His fourth proposition aims at improving insulation of buildings and homes. Reducing energy losses is ok as long as they can be economically justified.

Unfortunately, the fifth element of his plan misses the mark by a wide margin. Earlier in his article, Mr. Gore correctly states ".... thinking anew requires discarding an outdated and flawed definition of the problem we face."

Therefore, let us define the problem concisely. The world is facing not one but several, distinct crises.

The climate crisis or ecological crisis is caused by the escalating emission of carbon dioxide into our atmosphere. As a result, global temperatures are rising and will lead to severe global overheating as early as 2050. There is only one, single way to stop this destructive, irreversible lunacy; we must end the burning of all fossil fuels.

A coming energy crisis announced itself, when skyrocketing petroleum prices in July 2008 peaked at close to $150 per barrel. Transportation of people, foods, commodities, and goods is entirely dependent on plentiful and affordable liquid fuels. The transportation sector consists of an immense fleet of automobiles, trucks, trains, ships, and aircraft. A multitude of very expensive oil refineries and an enormous, worldwide fuel distribution system support this sector and will cost tens of trillions of dollars to replace.

It will be foolish to scrap these wonderfully effective systems and replace or weaken them by mandating that automobiles must be powered by electricity or compressed natural gas. Instead, we must learn to produce renewable fuels and petroleum substitutes. If we do not realize that the world cannot function without renewable liquid fuels, we will incite a third, an economic crisis, which may destroy world economies and civilizations.

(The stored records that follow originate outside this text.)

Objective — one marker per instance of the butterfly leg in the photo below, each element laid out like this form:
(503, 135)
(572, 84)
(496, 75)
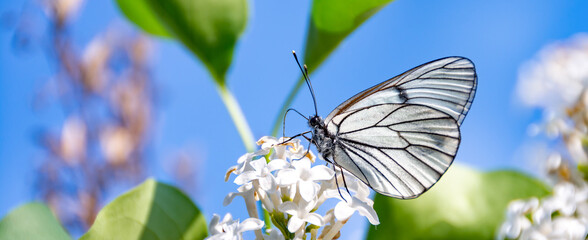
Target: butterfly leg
(337, 183)
(344, 182)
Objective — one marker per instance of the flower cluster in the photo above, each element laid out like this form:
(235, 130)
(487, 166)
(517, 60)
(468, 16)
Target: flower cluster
(558, 83)
(282, 178)
(564, 215)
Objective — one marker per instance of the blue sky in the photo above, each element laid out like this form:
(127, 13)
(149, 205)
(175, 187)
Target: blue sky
(498, 36)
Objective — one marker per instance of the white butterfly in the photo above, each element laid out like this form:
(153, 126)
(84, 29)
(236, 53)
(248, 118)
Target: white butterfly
(400, 136)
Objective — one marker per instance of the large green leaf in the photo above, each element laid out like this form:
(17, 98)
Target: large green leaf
(331, 21)
(140, 13)
(209, 28)
(32, 221)
(150, 211)
(464, 204)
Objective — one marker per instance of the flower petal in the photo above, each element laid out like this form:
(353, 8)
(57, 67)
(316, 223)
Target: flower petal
(246, 177)
(294, 224)
(250, 224)
(307, 190)
(289, 208)
(214, 227)
(287, 177)
(343, 211)
(321, 173)
(314, 218)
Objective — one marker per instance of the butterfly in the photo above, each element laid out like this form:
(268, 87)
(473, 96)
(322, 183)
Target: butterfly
(400, 136)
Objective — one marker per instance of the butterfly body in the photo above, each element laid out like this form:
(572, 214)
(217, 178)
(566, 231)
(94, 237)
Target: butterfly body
(400, 136)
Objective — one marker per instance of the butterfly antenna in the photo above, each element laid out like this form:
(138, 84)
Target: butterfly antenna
(307, 80)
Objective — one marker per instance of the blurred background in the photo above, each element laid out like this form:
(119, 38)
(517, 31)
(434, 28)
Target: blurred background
(90, 107)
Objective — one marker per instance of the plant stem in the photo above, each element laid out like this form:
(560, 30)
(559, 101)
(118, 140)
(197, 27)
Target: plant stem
(286, 105)
(237, 115)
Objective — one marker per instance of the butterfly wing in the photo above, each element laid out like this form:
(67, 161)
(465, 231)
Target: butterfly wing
(400, 136)
(447, 84)
(399, 150)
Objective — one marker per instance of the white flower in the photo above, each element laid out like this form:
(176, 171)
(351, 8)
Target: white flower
(558, 75)
(304, 177)
(301, 214)
(261, 171)
(73, 140)
(516, 220)
(273, 234)
(231, 229)
(291, 190)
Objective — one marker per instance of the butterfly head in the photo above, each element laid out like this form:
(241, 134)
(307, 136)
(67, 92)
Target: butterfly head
(315, 122)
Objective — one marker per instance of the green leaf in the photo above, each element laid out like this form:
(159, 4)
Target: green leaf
(150, 211)
(140, 13)
(32, 221)
(464, 204)
(209, 28)
(331, 21)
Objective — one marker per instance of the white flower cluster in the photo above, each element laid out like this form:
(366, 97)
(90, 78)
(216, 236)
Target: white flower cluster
(564, 215)
(291, 190)
(557, 76)
(557, 82)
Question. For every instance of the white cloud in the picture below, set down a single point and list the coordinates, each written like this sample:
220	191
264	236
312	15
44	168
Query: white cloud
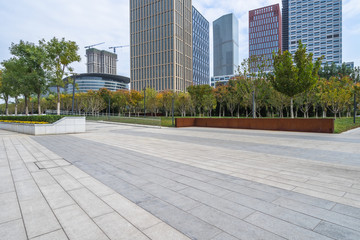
89	21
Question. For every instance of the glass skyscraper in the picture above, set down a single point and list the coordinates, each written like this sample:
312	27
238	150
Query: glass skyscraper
318	24
161	44
265	33
201	49
226	45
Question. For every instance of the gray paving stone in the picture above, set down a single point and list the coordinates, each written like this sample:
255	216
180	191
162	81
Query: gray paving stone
180	220
232	225
131	212
282	228
38	217
337	232
165	182
96	187
56	235
27	190
162	231
171	197
78	225
221	204
340	219
56	196
67	182
215	190
285	214
9	207
13	230
347	210
90	203
116	227
43	178
245	190
21	174
224	236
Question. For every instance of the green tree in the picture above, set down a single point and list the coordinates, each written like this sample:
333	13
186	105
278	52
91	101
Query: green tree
291	79
220	95
119	100
209	102
34	59
151	100
197	93
15	74
61	54
182	103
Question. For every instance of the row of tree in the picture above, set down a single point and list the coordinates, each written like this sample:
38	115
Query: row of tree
33	68
296	86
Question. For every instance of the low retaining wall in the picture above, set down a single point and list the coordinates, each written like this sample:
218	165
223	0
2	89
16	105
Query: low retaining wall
64	125
280	124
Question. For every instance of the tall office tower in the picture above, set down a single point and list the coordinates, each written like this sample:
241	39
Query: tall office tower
201	49
318	24
101	61
285	25
161	44
226	45
265	33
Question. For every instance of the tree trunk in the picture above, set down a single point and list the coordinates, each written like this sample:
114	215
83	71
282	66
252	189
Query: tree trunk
58	101
6	106
292	107
39	106
26	106
16	103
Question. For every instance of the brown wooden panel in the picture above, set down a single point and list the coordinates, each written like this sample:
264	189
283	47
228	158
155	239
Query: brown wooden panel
280	124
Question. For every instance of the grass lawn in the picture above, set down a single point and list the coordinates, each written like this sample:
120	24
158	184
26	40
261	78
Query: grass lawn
345	124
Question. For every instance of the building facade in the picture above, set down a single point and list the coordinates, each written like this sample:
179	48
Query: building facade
220	80
95	81
318	24
226	45
161	44
201	49
265	35
100	61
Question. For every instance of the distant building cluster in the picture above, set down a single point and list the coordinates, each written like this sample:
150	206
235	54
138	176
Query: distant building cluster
170	42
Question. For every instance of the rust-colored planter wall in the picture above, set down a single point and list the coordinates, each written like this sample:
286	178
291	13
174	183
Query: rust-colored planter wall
281	124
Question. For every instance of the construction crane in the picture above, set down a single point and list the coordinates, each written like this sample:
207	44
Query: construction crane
88	47
118	47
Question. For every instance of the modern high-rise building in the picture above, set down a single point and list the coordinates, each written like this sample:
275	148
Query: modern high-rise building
201	49
161	44
265	35
99	61
226	45
318	24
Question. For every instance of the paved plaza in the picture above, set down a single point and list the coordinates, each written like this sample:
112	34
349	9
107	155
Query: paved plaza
131	182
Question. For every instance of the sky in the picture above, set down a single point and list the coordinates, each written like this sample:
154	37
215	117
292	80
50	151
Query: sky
90	22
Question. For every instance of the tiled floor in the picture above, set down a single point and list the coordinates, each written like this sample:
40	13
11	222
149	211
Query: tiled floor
124	182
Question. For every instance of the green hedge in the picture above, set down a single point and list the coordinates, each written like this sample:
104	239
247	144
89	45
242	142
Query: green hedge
45	118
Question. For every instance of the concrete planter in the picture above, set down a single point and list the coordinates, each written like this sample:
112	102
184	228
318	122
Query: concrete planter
279	124
62	126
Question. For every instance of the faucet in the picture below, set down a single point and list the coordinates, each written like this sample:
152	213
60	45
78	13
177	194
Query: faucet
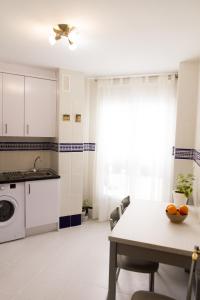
34	165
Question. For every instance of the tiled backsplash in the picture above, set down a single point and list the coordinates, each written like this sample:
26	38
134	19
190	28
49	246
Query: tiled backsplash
185	153
58	147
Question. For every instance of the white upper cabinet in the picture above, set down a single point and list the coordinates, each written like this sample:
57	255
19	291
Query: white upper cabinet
40	107
1	106
13	105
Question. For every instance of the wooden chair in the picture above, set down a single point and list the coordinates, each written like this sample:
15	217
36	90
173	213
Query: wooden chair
129	263
144	295
125	203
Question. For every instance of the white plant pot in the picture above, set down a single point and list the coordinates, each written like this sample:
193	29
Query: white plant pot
179	198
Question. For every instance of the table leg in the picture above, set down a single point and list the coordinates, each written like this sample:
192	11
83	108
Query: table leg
112	271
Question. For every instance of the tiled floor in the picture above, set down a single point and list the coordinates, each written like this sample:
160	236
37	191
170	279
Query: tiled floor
72	264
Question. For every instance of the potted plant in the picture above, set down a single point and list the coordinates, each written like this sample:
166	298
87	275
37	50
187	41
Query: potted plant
184	188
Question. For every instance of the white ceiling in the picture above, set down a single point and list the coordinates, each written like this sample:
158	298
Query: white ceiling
116	37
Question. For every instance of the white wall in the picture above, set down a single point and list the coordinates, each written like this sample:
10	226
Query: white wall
186	114
196	192
71	101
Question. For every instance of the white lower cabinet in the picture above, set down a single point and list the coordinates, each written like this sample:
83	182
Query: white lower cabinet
41	202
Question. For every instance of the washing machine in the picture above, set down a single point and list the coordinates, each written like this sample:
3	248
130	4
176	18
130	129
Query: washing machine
12	212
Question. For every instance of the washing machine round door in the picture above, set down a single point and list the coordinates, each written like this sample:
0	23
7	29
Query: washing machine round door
8	207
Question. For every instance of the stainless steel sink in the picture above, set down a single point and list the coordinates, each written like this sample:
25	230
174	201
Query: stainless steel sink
40	173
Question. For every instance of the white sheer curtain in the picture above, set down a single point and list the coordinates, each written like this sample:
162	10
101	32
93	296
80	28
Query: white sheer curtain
135	126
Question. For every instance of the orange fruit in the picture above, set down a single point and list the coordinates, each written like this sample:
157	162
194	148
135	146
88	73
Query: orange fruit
171	209
183	209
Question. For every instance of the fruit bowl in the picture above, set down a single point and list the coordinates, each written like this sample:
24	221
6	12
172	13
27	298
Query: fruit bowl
176	215
176	218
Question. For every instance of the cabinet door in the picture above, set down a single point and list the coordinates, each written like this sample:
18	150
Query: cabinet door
40	107
1	106
13	105
41	202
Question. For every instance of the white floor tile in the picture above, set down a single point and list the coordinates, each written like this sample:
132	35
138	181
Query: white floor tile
72	264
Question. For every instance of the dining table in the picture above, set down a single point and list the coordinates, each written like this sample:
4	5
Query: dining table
145	232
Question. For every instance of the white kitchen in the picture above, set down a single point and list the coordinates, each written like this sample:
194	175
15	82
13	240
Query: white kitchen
99	127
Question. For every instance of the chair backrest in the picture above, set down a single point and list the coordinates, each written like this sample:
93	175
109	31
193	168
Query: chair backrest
114	217
195	266
125	203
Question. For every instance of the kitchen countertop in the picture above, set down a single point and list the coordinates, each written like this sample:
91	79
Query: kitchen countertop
23	176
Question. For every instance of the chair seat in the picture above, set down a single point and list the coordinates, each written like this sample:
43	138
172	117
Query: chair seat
143	295
136	265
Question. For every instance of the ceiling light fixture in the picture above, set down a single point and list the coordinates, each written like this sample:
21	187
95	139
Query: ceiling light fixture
66	31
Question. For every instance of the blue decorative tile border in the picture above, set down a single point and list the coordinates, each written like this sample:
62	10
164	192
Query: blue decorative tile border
185	153
58	147
182	153
69	221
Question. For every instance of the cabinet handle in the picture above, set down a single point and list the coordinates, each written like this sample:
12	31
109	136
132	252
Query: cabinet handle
27	129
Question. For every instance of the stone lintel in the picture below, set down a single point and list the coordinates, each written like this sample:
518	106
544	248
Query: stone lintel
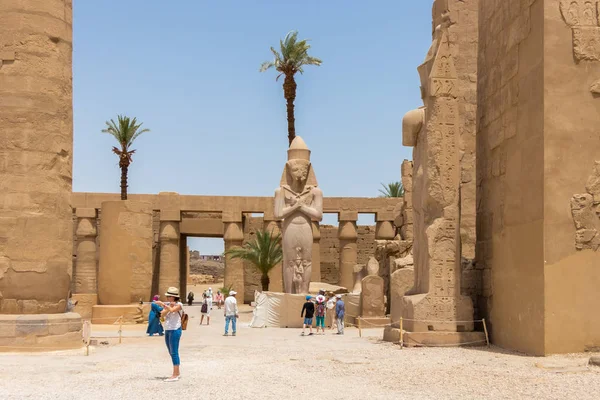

A fourth crisis will develop when a construction boom tries to install energy conversion equipment to prevent the ecological and energy crises from happening. Suitable technologies, materials, manufacturing facilities, fabricating skills, engineering services, investment capital, and time will be in very short supply.

Right now, only the USA has the scientific, technological, manufacturing, and institutional capabilities to attempt a potentially successful rescue attempt. Such an attempt cannot be organized by the private sector.

The US must defend its role as leading world power successfully by making three major, national changes; it must become independent of petroleum imports, it must stop carbon dioxide emissions, and it must proceed with an implementation plan that will achieve these targets in forty years. Only by achieving these three objectives can we arrest climate change, can we avoid worldwide economic collapse due to lack of motor fuels, and can we reclaim our leadership role.

The most difficult and exacting challenge of such a plan we have not mentioned, yet.

Any long-term plan must be workable for centuries! We cannot afford to install and pay for short-lived solutions.

The missing piece of the puzzle in Mr. Gore's proposal is the complete absence of renewable fuels. Without the production of renewable fuels and particularly of liquid transportation fuels from renewable biomass this plan and other previously proposed plans will fail! They are incapable of powering world economies for centuries!

We must learn to grow large amounts of high energy yield biomass on arid, barren, or fallow lands in two broad bands on both sides of the equator.

In this region, the tropics and subtropics, the flow of sun energy reaching the ground is the highest. Water resources will be lacking in most locations. However, we have learned how to build desalination plants. What we do not know yet, is how to design highly efficient, industrial type biofuel plantations that can produce very large amounts of renewable energy without competing with food production.

We also have to learn how nature converted biomass into petroleum and other fossil fuels.

As soon as we understand how to convert biomass into petroleum substitutes or into other fuels, we will have solved the world's remaining energy supply problems and we can continue the use of our automobiles and airplanes. Best of all, we will be able to pay for the renewable fuels that are going to power our transportation fleets.

Mr. Gore, we need your support for publicizing and promoting the conversion of renewable biomass into plentiful, affordable petroleum substitutes and other novel fuels!